Malalui Ungguh-ungguh Dalam Bahasa Jawa, Sultan Agung Ingin Melanggengkan Kekuasaan Mataram Islam

Moh. Habib Asyhad
Moh. Habib Asyhad

Editor

Sultan Agung ingin Mataram Islam jadi penguasa di seantero Jawa. Salah satunya caranya adalah menerapkan politik bahasa Jawa.
Sultan Agung ingin Mataram Islam jadi penguasa di seantero Jawa. Salah satunya caranya adalah menerapkan politik bahasa Jawa.

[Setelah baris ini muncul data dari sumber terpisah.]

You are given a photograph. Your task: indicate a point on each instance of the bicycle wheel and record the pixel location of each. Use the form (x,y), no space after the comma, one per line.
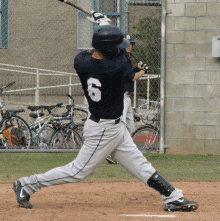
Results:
(43,139)
(15,133)
(80,116)
(66,138)
(147,138)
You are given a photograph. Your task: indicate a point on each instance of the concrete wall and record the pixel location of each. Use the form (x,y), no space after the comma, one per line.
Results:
(192,106)
(42,34)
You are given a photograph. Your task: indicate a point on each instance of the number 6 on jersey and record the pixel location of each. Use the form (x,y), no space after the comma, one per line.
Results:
(94,92)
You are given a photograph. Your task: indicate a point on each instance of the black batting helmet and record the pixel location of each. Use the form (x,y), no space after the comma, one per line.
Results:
(108,39)
(130,38)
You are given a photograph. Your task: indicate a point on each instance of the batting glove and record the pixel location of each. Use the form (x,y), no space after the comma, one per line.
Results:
(143,66)
(99,18)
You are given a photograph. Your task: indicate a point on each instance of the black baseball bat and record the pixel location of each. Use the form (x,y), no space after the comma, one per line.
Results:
(134,57)
(69,2)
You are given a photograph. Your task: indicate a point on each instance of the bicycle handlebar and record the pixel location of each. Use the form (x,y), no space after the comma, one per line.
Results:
(49,108)
(6,86)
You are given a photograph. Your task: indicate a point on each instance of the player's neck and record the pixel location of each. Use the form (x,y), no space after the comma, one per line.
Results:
(97,55)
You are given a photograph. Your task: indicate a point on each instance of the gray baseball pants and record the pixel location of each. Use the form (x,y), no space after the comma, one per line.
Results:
(101,139)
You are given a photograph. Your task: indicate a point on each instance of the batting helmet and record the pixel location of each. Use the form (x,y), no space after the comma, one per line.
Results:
(130,38)
(108,39)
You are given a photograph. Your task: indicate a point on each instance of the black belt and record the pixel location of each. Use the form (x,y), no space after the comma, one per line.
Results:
(96,119)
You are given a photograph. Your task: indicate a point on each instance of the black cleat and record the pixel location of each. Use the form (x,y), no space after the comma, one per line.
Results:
(110,160)
(22,196)
(182,204)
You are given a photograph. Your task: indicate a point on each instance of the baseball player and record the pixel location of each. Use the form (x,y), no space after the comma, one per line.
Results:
(102,77)
(128,115)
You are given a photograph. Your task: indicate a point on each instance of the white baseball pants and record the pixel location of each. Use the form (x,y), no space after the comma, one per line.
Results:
(101,139)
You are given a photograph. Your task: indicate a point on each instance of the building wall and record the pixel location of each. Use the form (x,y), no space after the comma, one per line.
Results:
(42,34)
(192,106)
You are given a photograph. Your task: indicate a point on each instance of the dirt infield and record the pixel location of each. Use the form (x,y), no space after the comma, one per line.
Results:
(108,201)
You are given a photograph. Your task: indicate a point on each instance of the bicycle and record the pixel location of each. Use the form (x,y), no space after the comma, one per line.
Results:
(69,135)
(14,130)
(42,126)
(146,137)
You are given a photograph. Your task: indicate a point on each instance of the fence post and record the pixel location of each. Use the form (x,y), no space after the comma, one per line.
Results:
(37,88)
(148,92)
(135,93)
(70,91)
(162,75)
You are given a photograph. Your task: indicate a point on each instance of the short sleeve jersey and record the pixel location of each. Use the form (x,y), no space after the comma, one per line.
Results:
(103,83)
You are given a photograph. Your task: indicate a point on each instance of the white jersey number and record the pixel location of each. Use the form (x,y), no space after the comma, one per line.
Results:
(94,92)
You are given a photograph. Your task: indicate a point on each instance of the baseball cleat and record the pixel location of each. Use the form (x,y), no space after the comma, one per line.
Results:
(182,204)
(22,196)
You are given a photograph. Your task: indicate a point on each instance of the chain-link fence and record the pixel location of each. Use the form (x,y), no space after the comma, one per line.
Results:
(142,19)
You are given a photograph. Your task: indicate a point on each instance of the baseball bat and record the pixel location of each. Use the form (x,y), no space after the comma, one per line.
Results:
(69,2)
(134,57)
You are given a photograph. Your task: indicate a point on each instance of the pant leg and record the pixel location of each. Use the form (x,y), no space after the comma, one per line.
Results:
(100,140)
(129,156)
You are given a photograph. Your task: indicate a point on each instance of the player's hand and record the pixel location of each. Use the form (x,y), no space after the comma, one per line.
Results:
(143,66)
(99,18)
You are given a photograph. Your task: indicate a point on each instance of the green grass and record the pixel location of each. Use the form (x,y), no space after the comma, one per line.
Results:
(173,167)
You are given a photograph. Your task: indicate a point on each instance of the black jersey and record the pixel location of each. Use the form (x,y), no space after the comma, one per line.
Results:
(103,83)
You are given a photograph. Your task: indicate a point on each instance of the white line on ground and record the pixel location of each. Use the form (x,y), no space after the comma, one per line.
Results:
(147,215)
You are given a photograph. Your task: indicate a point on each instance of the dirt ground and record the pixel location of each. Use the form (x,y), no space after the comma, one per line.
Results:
(110,201)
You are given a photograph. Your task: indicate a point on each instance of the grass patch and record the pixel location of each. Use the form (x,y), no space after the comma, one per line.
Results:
(173,167)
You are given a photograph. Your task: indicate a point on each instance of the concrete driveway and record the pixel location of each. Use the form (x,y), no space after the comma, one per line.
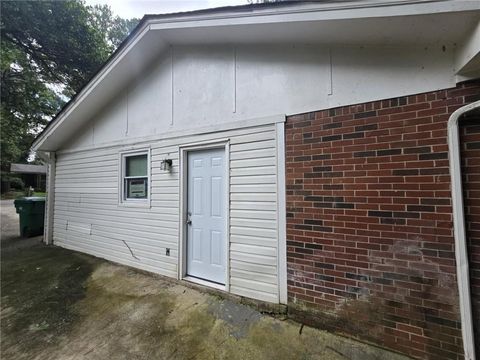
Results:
(60,304)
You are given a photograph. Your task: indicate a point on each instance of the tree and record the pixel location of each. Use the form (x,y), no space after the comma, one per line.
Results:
(49,50)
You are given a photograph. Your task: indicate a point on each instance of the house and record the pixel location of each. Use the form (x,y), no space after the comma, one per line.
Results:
(300,153)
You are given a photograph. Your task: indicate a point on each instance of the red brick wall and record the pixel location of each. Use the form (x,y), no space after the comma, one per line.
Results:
(369,221)
(470,142)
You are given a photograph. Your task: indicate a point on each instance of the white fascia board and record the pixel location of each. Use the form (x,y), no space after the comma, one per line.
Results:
(37,144)
(316,12)
(301,12)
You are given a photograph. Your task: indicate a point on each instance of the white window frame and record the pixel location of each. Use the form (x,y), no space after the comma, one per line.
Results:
(122,199)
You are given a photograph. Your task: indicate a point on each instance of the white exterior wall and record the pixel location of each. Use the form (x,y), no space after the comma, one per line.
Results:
(89,218)
(198,86)
(190,89)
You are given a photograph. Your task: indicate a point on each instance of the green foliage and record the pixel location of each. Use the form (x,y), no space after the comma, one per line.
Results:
(49,50)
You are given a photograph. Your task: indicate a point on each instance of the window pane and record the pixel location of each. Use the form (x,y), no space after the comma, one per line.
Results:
(136,188)
(136,165)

Sultan Agung ingin Mataram Islam jadi penguasa di seantero Jawa. Salah satunya caranya adalah menerapkan politik bahasa Jawa.

Intisari-Online.com -Berbagai upaya dilakukan untuk melanggengkan kekuasaan Mataram Islam oleh Sultan Agung.

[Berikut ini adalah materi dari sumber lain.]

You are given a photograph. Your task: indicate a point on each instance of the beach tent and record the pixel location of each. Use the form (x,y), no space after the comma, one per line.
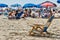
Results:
(15,5)
(3,5)
(58,1)
(29,5)
(48,4)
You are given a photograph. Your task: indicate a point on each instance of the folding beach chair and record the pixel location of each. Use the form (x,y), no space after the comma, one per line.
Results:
(41,29)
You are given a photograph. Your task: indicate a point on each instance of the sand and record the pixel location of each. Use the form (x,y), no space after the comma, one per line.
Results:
(22,27)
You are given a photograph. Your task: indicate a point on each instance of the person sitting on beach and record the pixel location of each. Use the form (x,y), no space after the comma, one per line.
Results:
(12,15)
(25,13)
(19,13)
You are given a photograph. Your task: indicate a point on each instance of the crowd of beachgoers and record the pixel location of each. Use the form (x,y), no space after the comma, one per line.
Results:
(34,13)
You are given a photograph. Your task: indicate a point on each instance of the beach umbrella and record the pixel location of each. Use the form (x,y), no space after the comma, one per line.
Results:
(39,6)
(48,4)
(29,5)
(3,5)
(15,5)
(58,1)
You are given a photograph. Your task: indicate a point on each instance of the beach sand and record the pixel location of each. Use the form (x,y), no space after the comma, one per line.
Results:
(22,27)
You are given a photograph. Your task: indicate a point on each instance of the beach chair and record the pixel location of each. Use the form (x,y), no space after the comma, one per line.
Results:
(41,29)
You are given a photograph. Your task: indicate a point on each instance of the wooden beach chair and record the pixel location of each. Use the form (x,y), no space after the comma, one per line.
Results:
(41,29)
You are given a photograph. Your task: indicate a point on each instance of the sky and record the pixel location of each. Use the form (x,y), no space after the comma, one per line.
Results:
(22,2)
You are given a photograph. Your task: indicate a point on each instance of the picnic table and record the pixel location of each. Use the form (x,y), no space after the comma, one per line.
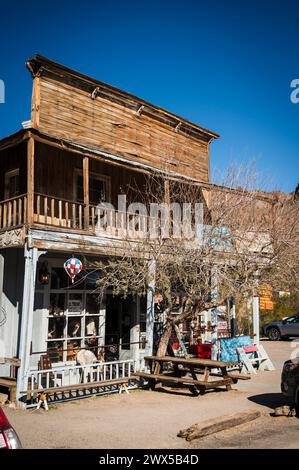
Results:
(185,371)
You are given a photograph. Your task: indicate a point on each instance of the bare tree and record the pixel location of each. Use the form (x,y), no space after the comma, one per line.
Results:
(243,236)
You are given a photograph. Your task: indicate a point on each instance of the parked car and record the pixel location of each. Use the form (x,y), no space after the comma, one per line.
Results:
(8,436)
(290,381)
(282,329)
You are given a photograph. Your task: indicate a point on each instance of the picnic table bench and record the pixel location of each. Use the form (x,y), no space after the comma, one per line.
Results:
(182,367)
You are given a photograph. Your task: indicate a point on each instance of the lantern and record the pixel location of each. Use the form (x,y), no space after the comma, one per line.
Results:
(44,275)
(73,267)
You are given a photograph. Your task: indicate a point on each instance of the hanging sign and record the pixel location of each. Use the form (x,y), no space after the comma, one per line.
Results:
(73,267)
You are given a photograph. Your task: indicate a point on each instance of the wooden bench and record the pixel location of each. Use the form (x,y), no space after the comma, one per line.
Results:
(10,384)
(202,385)
(182,366)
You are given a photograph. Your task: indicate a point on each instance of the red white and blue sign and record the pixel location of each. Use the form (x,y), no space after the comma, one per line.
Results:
(73,267)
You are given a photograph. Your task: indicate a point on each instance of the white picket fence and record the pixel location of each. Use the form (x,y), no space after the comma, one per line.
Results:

Salah satunya menggunakan politik bahasa.

Diciptakannya unggah-ungguh bahasa Jawa konon katanya ditujukan untuk melanggengkan kekuasaannya.

Mataram awalnya hanya sebuah fasal dari kerajaan Pajang.

Setelah resmi jadi kerajaan Indonesia, Mataram melakukan berbagai upaya untuk melanggengkan hegemoninya.

Puncak kekuasaan Mataram Islam terjadi di masa Sultan Agung.

Sultan Agung ingin Mataram Islam harus ungguh di atas pesaing-pesaingnya.

Dan unggah-ungguh dalam bahasa Jawa menjadi salah satu senjatanya.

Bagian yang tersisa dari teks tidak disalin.